While Genna believes her second loss was not related to APS, she claimed she had to wait two weeks for a procedure to remove the lifeless baby from her womb and was sent home without further support, using her own initiative to call the counsellor who had helped with Nathan’s loss.

She said: “This time it was seen as ‘just an early pregnancy’ – but I’d had a baby growing inside of me, it doesn’t matter how far on in your pregnancy you are, you still lost a baby, and you still need support. All the sadness and grief came flooding back.”

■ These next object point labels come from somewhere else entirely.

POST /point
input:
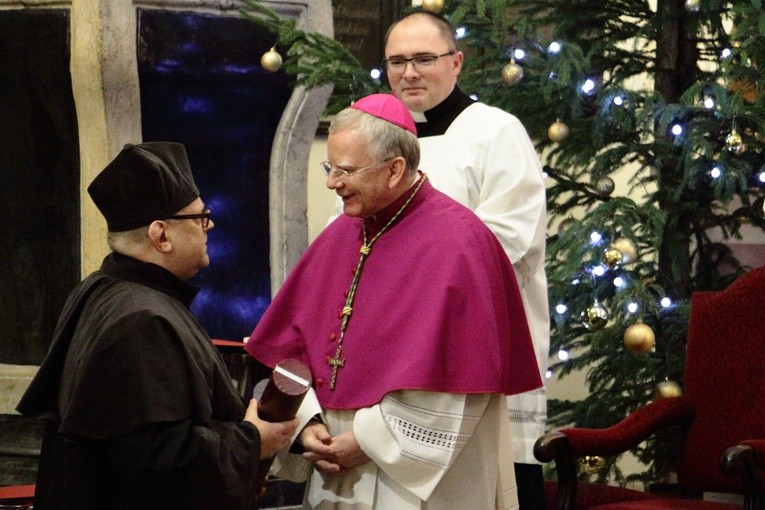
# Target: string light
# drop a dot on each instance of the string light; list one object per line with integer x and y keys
{"x": 588, "y": 87}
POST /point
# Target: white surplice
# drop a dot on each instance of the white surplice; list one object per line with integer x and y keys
{"x": 486, "y": 162}
{"x": 428, "y": 450}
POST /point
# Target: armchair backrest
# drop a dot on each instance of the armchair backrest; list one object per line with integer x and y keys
{"x": 725, "y": 378}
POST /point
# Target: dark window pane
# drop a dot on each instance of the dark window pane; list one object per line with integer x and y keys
{"x": 202, "y": 85}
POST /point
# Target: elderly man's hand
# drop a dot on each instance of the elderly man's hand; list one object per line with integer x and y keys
{"x": 273, "y": 436}
{"x": 332, "y": 455}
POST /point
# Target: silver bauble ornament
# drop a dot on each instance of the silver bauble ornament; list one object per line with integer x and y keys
{"x": 612, "y": 257}
{"x": 639, "y": 338}
{"x": 734, "y": 142}
{"x": 627, "y": 247}
{"x": 605, "y": 186}
{"x": 271, "y": 60}
{"x": 558, "y": 131}
{"x": 432, "y": 5}
{"x": 591, "y": 464}
{"x": 667, "y": 389}
{"x": 594, "y": 317}
{"x": 512, "y": 73}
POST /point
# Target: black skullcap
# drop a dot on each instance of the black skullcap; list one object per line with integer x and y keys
{"x": 145, "y": 182}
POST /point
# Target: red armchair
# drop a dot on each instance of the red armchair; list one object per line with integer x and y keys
{"x": 721, "y": 413}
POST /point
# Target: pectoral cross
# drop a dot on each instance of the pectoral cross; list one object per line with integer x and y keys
{"x": 335, "y": 363}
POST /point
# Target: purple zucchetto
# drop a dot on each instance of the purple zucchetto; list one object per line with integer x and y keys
{"x": 145, "y": 182}
{"x": 387, "y": 107}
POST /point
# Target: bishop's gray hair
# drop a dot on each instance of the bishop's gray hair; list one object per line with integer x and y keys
{"x": 384, "y": 140}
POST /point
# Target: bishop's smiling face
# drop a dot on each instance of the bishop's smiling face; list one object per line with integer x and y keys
{"x": 364, "y": 193}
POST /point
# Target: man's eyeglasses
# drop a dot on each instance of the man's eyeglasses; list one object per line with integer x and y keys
{"x": 397, "y": 65}
{"x": 338, "y": 172}
{"x": 204, "y": 216}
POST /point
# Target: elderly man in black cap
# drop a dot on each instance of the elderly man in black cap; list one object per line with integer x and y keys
{"x": 140, "y": 409}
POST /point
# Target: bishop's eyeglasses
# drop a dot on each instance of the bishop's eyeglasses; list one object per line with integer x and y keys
{"x": 420, "y": 63}
{"x": 204, "y": 216}
{"x": 338, "y": 172}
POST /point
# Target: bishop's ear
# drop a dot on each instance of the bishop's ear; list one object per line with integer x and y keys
{"x": 158, "y": 236}
{"x": 397, "y": 170}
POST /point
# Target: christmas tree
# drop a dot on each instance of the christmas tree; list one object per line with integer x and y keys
{"x": 666, "y": 97}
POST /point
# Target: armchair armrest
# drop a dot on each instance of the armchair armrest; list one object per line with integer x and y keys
{"x": 566, "y": 445}
{"x": 745, "y": 460}
{"x": 632, "y": 430}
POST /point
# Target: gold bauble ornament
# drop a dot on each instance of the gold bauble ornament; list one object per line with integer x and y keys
{"x": 566, "y": 224}
{"x": 512, "y": 73}
{"x": 639, "y": 338}
{"x": 591, "y": 464}
{"x": 605, "y": 186}
{"x": 271, "y": 60}
{"x": 734, "y": 142}
{"x": 627, "y": 247}
{"x": 432, "y": 5}
{"x": 667, "y": 389}
{"x": 558, "y": 131}
{"x": 594, "y": 317}
{"x": 612, "y": 257}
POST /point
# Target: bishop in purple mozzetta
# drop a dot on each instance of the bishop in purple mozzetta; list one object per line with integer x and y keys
{"x": 407, "y": 311}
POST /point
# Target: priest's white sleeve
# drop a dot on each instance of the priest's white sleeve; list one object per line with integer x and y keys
{"x": 415, "y": 436}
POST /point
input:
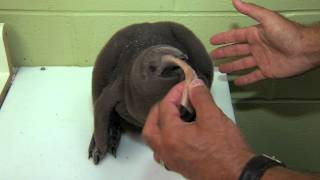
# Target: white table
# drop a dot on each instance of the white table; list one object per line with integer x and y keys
{"x": 46, "y": 123}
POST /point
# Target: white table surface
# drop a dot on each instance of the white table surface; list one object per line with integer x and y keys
{"x": 46, "y": 124}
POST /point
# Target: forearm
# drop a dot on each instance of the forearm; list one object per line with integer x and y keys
{"x": 283, "y": 173}
{"x": 311, "y": 45}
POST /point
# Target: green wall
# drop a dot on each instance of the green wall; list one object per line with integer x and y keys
{"x": 279, "y": 117}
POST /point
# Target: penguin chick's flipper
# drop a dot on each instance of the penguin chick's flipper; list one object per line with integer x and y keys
{"x": 106, "y": 133}
{"x": 114, "y": 133}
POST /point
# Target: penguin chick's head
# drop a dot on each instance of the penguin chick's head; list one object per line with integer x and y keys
{"x": 151, "y": 78}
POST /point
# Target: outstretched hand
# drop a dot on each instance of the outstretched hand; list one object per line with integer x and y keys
{"x": 276, "y": 47}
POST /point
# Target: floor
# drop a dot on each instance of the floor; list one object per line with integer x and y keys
{"x": 46, "y": 124}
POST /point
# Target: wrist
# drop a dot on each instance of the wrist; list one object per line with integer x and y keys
{"x": 311, "y": 43}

Genna added: “I want to help other women who are suffering and show that they too can get through this, because I was in such a bad place for a very long time, and now I am out of the darkness.”

NHS Tayside said it could not comment on individual cases, but said all stillbirths are reviewed through the national reporting process. It added: “Where any learning is identified, this is shared with the wider maternity teams and forms part of our continuous efforts to improve and develop maternity services in Tayside.

“NHS Tayside offers advice and support to women who have experienced a miscarriage at any point in their pregnancy. They can be referred to our bereavement counselling service, or for women with more complex needs, a referral may be made to the maternal and neonatal psychology service.

“We are also currently working to implement the new Miscarriage Framework as outlined by the Scottish Government, with a particular focus on psychological support for women following a miscarriage.”